It is high time to liberate the power of the 80/20 Principle and use it beyond business. Business and the capitalist system are exciting and important parts of life, but they are basically procedures, the envelope of life, but not its contents. The most precious part of life lies in the inner and outer lives of individuals, in personal relationships and in the interactions and values of society.

Part Three attempts to relate the 80/20 Principle to our own lives, to achievement, and to happiness. Part Four explores how the 80/20 Principle is intrinsic to the advance of civilization, to progress in society. Parts Three and Four are more speculative and less proven than what we have covered thus far, but are potentially even more important. The reader is asked to collaborate in the expedition to the unknown that we are about to begin.

 

PART
THREE

 

WORK LESS, EARN AND ENJOY MORE

 

 

9

 

BEING FREE

 

The 80/20 Principle, like the truth, can make you free. You can work less. At the same time, you can earn and enjoy more. The only price is that you need to do some serious 80/20 Thinking. This will yield a few key insights that, if you act on them, could change your life.

And this can happen without the baggage of religion, ideology, or any other externally imposed view. The beauty of 80/20 Thinking is that it is pragmatic and internally generated, centered around the individual.

There is a slight catch.
You
must do the thinking. You must “editionize” and elaborate what is written here for your own purposes. But this shouldn’t be too difficult.

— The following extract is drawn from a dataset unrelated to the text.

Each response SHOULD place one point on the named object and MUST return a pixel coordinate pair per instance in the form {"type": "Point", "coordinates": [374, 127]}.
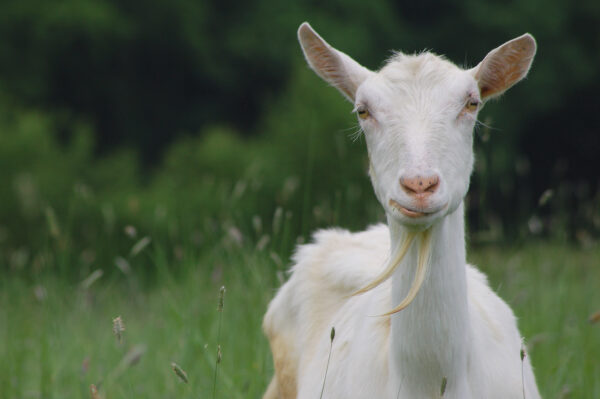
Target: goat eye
{"type": "Point", "coordinates": [363, 113]}
{"type": "Point", "coordinates": [472, 105]}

The insights from 80/20 Thinking are few in number but very powerful. Not all of them will apply to every reader, so if you find your experience different, skip along until you meet the next insight that does resonate with your own position.

BECOME AN 80/20 THINKER, STARTING WITH YOUR OWN LIFE

 

My ambition is not just to serve up insights from 80/20 Thinking and have you tailor them to your own life. I am actually much more ambitious than that. I want you to lock on to the nature of 80/20 Thinking so that you can develop your own insights, both particular and general, which have not crossed my mind. I want to enlist you in the army of 80/20 thinkers, multiplying the amount of 80/20 Thinking let loose in the world.

The common attributes of 80/20 Thinking are that it is reflective, unconventional, hedonistic, strategic, and nonlinear; and that it combines extreme ambition (in the sense of wanting to change things for the better) with a relaxed and confident manner. It is also on the constant lookout for 80/20-type hypotheses and insights. Some explanation of these areas will provide a pointer to how to conduct 80/20 Thinking so you will know when you are on the right track.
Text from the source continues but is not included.